Le nerf de la guerre : le financement public absent
La loi prévoit une subvention étatique pour les candidats, mais celle-ci n’a toujours pas été débloquée. Geoffroy Foumboula Libeka, coordonnateur du mouvement « Majorité Bloquante », dénonce : « On devait songer à donner aux candidats qui ont droit à ce franc électoral. J’ose espérer que ce n’est pas une stratégie pour étouffer financièrement les candidats autres que ceux du pouvoir. ». Le ministère de l’Intérieur affirme que le dossier est « sur la table du gouvernement », mais aucun décaissement n’est attendu avant le jour du vote.
Des efforts de transparence salués mais insuffisants ?

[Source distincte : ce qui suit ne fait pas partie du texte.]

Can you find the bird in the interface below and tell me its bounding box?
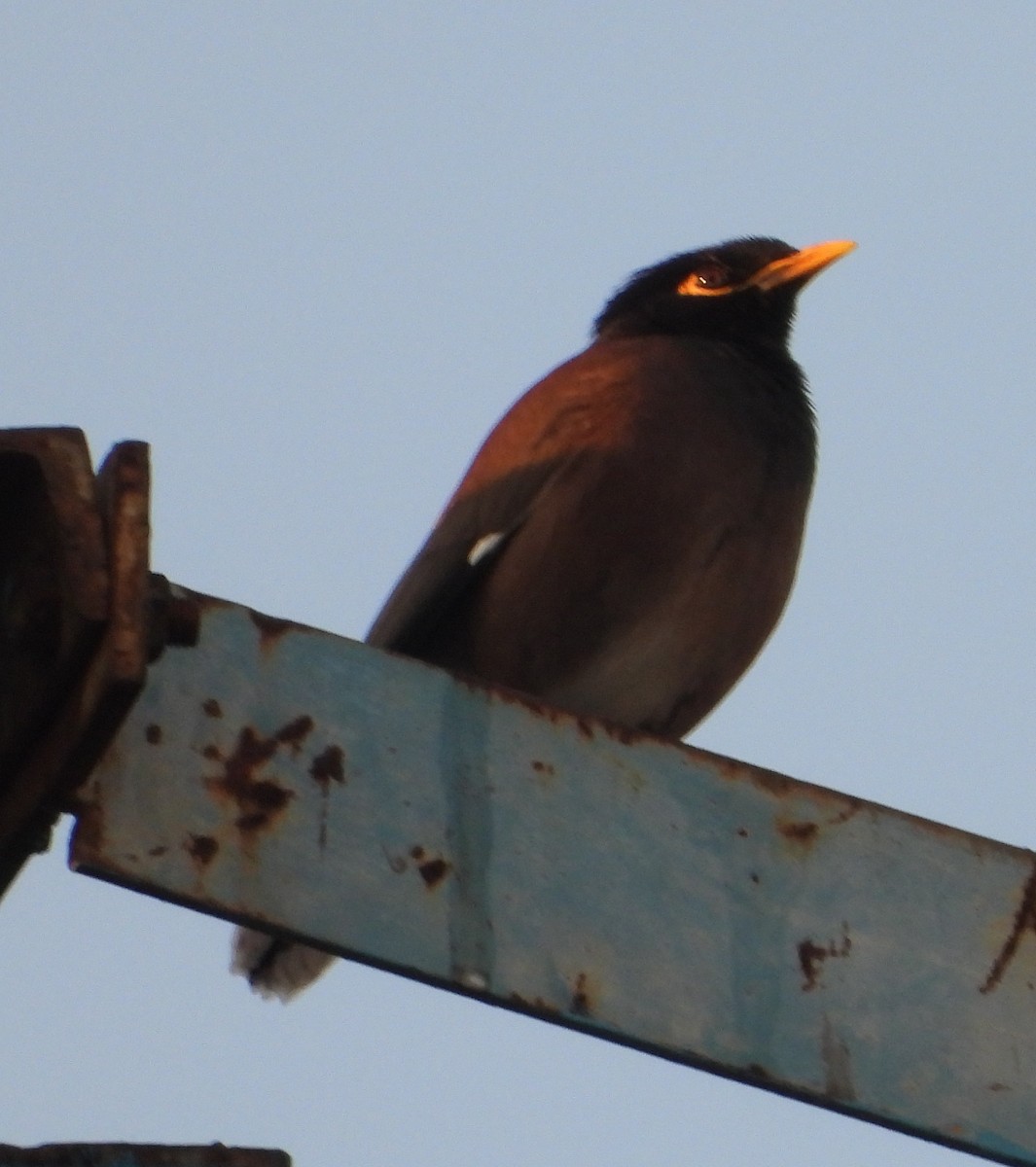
[232,235,855,1000]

Le gouvernement met en avant les mesures prises pour garantir un scrutin crédible, avec le déploiement de matériel électoral et la formation des commissaires. Des initiatives de la société civile, comme le Réseau des Observateurs Citoyens (ROC) soutenu par le PNUD, ont été lancées pour surveiller le processus. Par ailleurs, des organisations comme Tournons la Page (TLP) et REDHAC ont œuvré lors de la présidentielle d’avril pour contrer la désinformation et les violences électorales.
 
Cependant, ces efforts peinent à convaincre une opposition sceptique. Emmanuel Mvé MBA, candidat aux législatives et municipales, tempère : « Je ne voudrais pas me lancer dans cette bataille juridique. […] C’est vrai qu’il y a quelques dysfonctionnements, mais qui ne sont pas de nature à remettre en cause la sincérité des opérations. ».
Un contexte historique lourd
Ces élections s’inscrivent dans une période de transition après le coup d’État d’août 2023 qui a mis fin à 55 ans de règne de la famille Bongo. Le président Brice Clotaire Oligui Nguema, largement plébiscité en avril avec 90,35 % des voix, incarne une promesse de rupture avec l’ancien système. Pourtant, les pratiques persistantes – opacité financière, déséquilibre des moyens – rappellent les travers du passé.
 
Vers un test démocratique crucial
 
Alors que le Gabon tente de tourner la page des décennies Bongo, ces élections sont un test pour la jeune Ve République. La crédibilité du scrutin dépendra non seulement de la transparence technique, mais aussi de la capacité à inclure toutes les voix, y compris celles des plus fragiles financièrement. Comme le résume un analyste, « la démocratie ne se limite pas à un vote ». Elle exige des conditions équitables pour tous les acteurs.